The GVEC collection contains complete transcripts of all but one of the twenty-seven interviews. In addition to the transcripts, each folder contains release forms, copies of correspondence, and biographical information on each interviewee. A second box contains all the extant audio copies of the interviews on audiocassette. Audio copies exist for thirteen of the twenty-seven interviews. Materials arranged alphabetically.

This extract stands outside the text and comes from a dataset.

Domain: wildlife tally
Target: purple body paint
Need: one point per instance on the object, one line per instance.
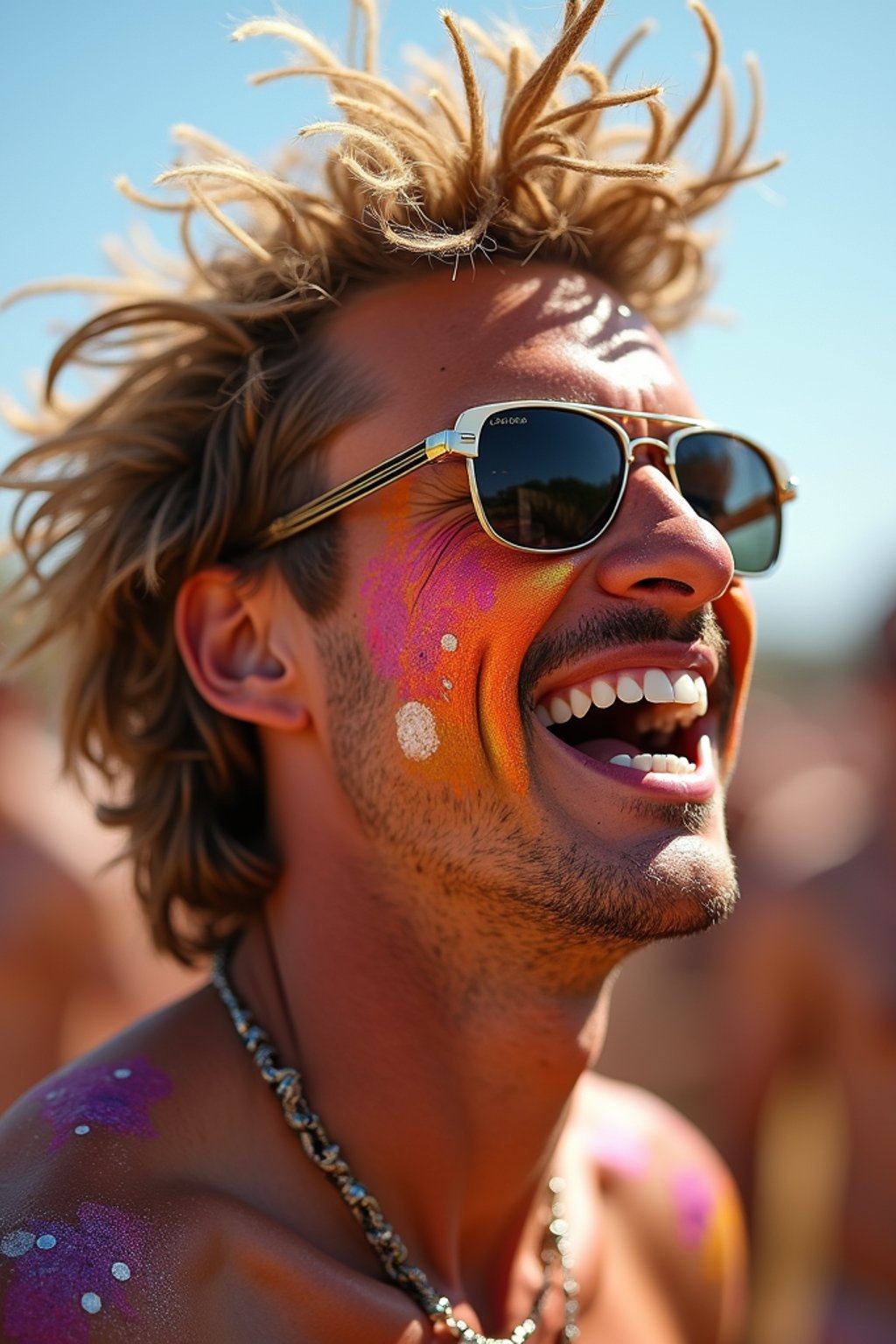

Most of the interviews were conducted by Southwest Texas graduate student Karen Yancy, who used the interviews in her master’s thesis, And Then There was Light: A History of Guadalupe Valley Electric Cooperative 1963-1988.

 
Conditions Governing Access

Open to researchers without restriction.

Conditions Governing Use

The oral histories held by the University Archives are protected by copyright. No permission is required for research or educational uses. For other uses, you need to obtain permission. University Archives has obtained the consent of both the interviewer and the interviewee to make these oral histories available for research and educational use. If you are a copyright owner with concerns about an oral history featured here, please contact univarchives@txstate.edu.

Historical note

The Guadalupe Valley Electric Cooperative was established in 1938 with funds from the Rural Electrification Administration. Its purpose was to provide electricity to rural areas in the vicinity of Guadalupe and Gonzales counties, east of San Antonio, Texas. In 1986, the board of directors of the Guadalupe Valley Electric Cooperative, desiring to record the history of their organization, requested assistance from the history department of Southwest Texas State University. GVEC provided a list of long-time customers, employees, and board members who they felt would be good sources of information. Students in Professor Ron Brown’s oral history courses conducted a series of twenty-seven interviews from November of 1986 through December of 1987.